GERECHTSHOF ARNHEM-LEEUWARDEN

locatie Arnhem
afdeling civiel recht, handel
zaaknummer gerechtshof 200.262.063
(zaaknummer rechtbank Amsterdam 666141)
arrest in kort geding van 17 december 2019
in de zaak van
1. de besloten vennootschap met beperkte aansprakelijkheid
NRC Media BV,
gevestigd te Amsterdam,
2.
[appellant 2],
3.
[appellant 3],
4.
[appellant 4],
allen (voorheen) werkzaam bij NRC Media BV en in deze zaak woonplaats kiezende te Amsterdam,
appellanten in het principaal hoger beroep,
geïntimeerden in het incidenteel hoger beroep,
in eerste aanleg: gedaagden,
hierna: gezamenlijk NRC (ook voor de appellanten afzonderlijk),
advocaat: mr. C. Wildeman,
tegen:
[geïntimeerde],
wonende te [woonplaats] ,
geïntimeerde in het principaal hoger beroep,
appellant in het incidenteel hoger beroep,
in eerste aanleg: eiser,
hierna: [geïntimeerde] ,
advocaat: mr.
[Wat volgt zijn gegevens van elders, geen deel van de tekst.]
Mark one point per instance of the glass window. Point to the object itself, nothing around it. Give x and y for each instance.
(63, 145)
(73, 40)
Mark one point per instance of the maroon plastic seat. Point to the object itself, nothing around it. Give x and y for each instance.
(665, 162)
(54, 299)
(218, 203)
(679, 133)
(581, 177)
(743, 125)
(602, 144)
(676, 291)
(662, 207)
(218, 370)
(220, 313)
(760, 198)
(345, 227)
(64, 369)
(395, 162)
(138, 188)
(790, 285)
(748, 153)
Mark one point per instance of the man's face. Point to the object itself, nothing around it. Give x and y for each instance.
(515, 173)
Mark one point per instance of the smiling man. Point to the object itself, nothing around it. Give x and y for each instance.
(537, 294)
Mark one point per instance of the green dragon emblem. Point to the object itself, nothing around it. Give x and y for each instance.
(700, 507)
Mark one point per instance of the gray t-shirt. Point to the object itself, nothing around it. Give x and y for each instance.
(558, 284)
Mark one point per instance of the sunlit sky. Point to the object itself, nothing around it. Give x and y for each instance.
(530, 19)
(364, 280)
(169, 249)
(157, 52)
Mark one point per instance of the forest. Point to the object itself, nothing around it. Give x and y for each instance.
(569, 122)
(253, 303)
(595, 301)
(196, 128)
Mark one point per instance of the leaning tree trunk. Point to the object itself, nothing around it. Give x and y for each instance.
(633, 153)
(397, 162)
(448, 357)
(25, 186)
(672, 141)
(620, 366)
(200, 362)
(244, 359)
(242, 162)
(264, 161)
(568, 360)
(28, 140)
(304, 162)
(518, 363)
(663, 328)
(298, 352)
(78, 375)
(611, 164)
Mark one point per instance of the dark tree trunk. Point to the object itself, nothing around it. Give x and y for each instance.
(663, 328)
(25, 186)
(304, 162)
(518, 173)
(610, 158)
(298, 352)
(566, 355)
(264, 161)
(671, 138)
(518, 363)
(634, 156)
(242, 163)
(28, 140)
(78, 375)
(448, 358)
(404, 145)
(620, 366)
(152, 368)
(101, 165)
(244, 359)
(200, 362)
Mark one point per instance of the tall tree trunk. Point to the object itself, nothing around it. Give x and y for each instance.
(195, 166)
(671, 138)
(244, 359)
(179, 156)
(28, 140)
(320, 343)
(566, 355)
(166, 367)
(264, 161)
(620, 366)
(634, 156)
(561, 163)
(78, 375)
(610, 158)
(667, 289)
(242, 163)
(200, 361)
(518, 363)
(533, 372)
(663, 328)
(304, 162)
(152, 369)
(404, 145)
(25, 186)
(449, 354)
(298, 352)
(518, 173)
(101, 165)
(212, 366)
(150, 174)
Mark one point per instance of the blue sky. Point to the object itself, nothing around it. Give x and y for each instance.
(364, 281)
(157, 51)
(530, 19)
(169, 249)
I.M.C.A. Reinders Folmer.

1.Het verdere verloop van het geding in hoger beroep

1.1
Het hof verwijst naar de inhoud van het verwijzingsarrest van het gerechtshof Amsterdam van 25 juni 2019.
1.2
Het verdere verloop blijkt uit:
- het oproepingsexploot van NRC van 1 juli 2019;
- de memorie van antwoord tevens houdende memorie van grieven in incidenteel appel (met producties);
- de memorie van antwoord in incidenteel appel;
- de pleidooizitting van 12 november 2019, waar akte is verleend van de ingediende producties 26 tot en met 28 (van NRC) en producties 18 tot en met 20 (van [geïntimeerde] ). Van de zitting is een proces-verbaal opgemaakt.
1.3
Vervolgens heeft het hof arrest bepaald.

2.De vaststaande feiten

Voor de feiten verwijst het hof naar overwegingen 2.1 tot en met 2.6 van het vonnis van de voorzieningenrechter in de rechtbank Amsterdam van 13 mei 2019 (gepubliceerd onder ECLI:NL:RBAMS:2019:3451).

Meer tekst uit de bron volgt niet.